バジョン「あのよ〜、黙ってたら何も分からない。何か話してくれ。」
エヴューナ「・・・倒したい相手がいます。名前はフォックス、私の弟を殺した憎き男。」
   やはりそうだった。彼女はターウェンの縁の者、しかも姉といっている。しかし他の奴なら
   そう名乗っているだけだと思うだろう。それを決定づけさせるのは、底知れぬ殺気にあった。
   とても女性から発せられているものではないぐらいに強い。それにフォックスの事を口に出し
   たら、一段と殺気が上がった。まず事実だと取っていいだろう。
バジョン「そうか、あんたがターウェンの姉さんか。」
エヴューナ「弟に会ったのですか?」
バジョン「実際には会っていない。俺様の知人で彼に一番親しい人物がいる。今は彼の意思を受け
     継ぎ、お前さんと同じフォックスを追っている。」
エヴューナ「・・・変わりましたね、ターウェンも。以前は殆ど話さず、誰も信用しなかった。その
      親しい人物とは女性ですね。」
バジョン「あ・・ああ。ルクビュ=カーセレント。アリーナでは雷神トールとして恐れられている
     猛者だ。」
エヴューナ「ゼブさんの娘さんでしたか。」
   エヴューナの口調が変わりだした。初めて会った時より、今の彼女は輝いている。というか
   身内を話しだしたら止まらなくなるのが家族というもの。エヴュ嬢は正真正銘のターウェンの
   姉さんだ。
バジョン「今までの彼女の行動などを見ると、彼を好いているようだ。」
エヴューナ「そうですか、可哀想に・・・。なら尚更フォックスを倒さなければならない。」
バジョン「そうだな。」
   その後エヴュ嬢から詳しい事を聞き出した。本格的にフォックスを追う事にした彼女だが、
   戦力が足りないという事で共に戦う人物を探していたようだ。
   俺様は間隔空けずに話した、フォックスに因縁がある人物が大勢いると。エグザイルやRを
   始め、多くのレイヴンが奴を追って行動している。
   彼らなら必ず力になってくれるだろうと、エヴュ嬢に話題を提供した。
エヴューナ「了解です。ネヴァに相談しましょう。彼女なら一緒に動いてくれるでしょう。」
バジョン「知り合いなのか?」
エヴューナ「ネヴァは妹のような間柄です。彼女を守るイレイザーとは戦闘訓練学校の後輩の間柄。

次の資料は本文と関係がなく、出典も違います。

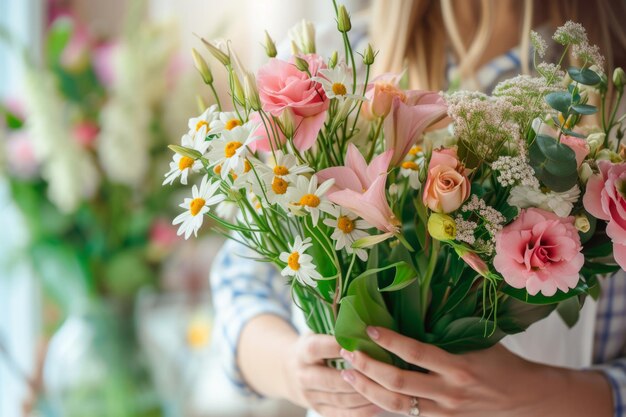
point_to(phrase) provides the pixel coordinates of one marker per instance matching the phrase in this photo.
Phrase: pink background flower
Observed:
(604, 200)
(539, 251)
(282, 85)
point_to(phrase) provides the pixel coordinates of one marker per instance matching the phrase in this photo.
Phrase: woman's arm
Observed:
(262, 352)
(492, 382)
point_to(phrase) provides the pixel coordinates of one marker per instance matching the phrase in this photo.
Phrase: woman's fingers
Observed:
(321, 378)
(330, 411)
(388, 400)
(410, 350)
(337, 400)
(395, 379)
(316, 347)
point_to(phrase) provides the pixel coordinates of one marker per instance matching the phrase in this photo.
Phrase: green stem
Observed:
(425, 285)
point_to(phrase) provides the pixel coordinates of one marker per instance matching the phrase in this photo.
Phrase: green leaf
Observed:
(584, 76)
(350, 329)
(569, 310)
(585, 109)
(554, 163)
(468, 334)
(515, 316)
(559, 100)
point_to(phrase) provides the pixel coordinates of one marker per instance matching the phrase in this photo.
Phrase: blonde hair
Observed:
(417, 34)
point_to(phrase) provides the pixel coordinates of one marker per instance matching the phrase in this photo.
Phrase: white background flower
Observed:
(195, 208)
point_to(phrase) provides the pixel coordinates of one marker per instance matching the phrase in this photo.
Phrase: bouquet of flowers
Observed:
(454, 218)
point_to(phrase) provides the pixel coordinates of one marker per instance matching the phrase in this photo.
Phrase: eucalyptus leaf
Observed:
(584, 76)
(559, 100)
(585, 109)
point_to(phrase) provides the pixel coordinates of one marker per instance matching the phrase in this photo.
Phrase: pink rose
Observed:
(605, 200)
(282, 85)
(447, 186)
(539, 251)
(85, 133)
(579, 146)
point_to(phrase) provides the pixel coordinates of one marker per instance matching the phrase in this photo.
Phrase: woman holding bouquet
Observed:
(268, 357)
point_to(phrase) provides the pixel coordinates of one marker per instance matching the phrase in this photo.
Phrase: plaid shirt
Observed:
(243, 289)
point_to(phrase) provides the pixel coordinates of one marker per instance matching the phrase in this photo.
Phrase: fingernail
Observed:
(347, 355)
(372, 332)
(347, 376)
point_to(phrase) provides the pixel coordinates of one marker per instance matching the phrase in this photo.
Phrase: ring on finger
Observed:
(414, 410)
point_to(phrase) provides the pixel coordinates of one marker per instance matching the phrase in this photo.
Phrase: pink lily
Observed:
(361, 189)
(408, 120)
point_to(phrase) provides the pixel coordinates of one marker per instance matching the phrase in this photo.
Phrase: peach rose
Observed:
(447, 186)
(539, 251)
(605, 200)
(579, 146)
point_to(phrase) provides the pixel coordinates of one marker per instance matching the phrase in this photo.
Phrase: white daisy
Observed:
(286, 167)
(225, 121)
(306, 196)
(197, 206)
(229, 152)
(411, 165)
(337, 82)
(182, 165)
(299, 264)
(203, 121)
(348, 229)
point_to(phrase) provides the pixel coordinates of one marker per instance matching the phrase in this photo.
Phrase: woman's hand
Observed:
(492, 382)
(312, 384)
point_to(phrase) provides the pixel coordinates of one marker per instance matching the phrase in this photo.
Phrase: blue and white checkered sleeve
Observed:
(243, 289)
(615, 372)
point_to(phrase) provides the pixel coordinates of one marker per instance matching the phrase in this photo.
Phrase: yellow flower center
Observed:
(345, 224)
(339, 89)
(202, 123)
(196, 205)
(231, 148)
(292, 261)
(279, 185)
(184, 163)
(310, 200)
(410, 165)
(198, 334)
(281, 170)
(232, 123)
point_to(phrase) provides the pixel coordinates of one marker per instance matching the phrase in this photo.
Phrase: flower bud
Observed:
(619, 79)
(343, 20)
(332, 62)
(301, 64)
(202, 67)
(286, 123)
(584, 172)
(441, 226)
(369, 55)
(238, 93)
(251, 91)
(216, 52)
(582, 223)
(270, 46)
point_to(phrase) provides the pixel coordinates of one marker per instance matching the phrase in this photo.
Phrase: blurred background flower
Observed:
(104, 311)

      野心はありますが、善の心を忘れていない。信用できます。」
バジョン「了解。早速皆に連絡を入れる。場所は・・・ネヴァ嬢のオフィスでいいか。」
エヴューナ「お願いします。」
   顔なじみのレイヴン全員に連絡を入れ、ネヴァ嬢のオフィスへ集まって貰う事にした。実は
   全員が集結しないだろうと思っていた。個々人の信念があるからな。あまり期待せず、俺様と
   エヴュ嬢はネヴァ嬢のオフィスへと向かった。

   驚いた・・・、全員集結している。どうやらルクビュが招集をかけたらしく、今まで出会った
   人物全員がオフィスに集結していた。
   一同がネヴァ嬢のオフィスに集まっている所に、俺様とエヴュ嬢が訪れる。既にエヴュ嬢の
   事を話していたので、他の連中は俺様よりは彼女に視線を集中させていた。
エヴューナ「お久し振り、ネヴァ・イレイザー。」
ネヴァ「エヴュー姉さん。」
イレイザー「相変わらずですね。」
   ネヴァとイレイザーの口調を聞いた一同は、当然驚きの表情をする。このような大物人物と
   知り合いというのは、そう滅多にいるものではない。
   久し振りの再開を味わっているところに、ルクビュが恐る恐るエヴュ嬢に近づく。
ルクビュ「あ・・・あの・・・。」
エヴューナ「貴女は・・・バジョンさんが仰っていたルクビュさんですね。」
   不思議と笑顔がこぼれるエヴューナ。それを見たターウェンを知る者は、彼そっくりだと心中
   でそう呟いた。
ルクビュ「あの・・・申し訳ありませんでした。私が不甲斐ないばかりに・・・ターウェンをこの
     手で殺してしまった・・・。」
   今まで押さえていた感情が解き放たれたのか、大泣きしながらエヴューナに詫びだす。それを
   見た俺様を含めた一同、ルクビュ自身が本当にターウェンを愛しているのだと直感した。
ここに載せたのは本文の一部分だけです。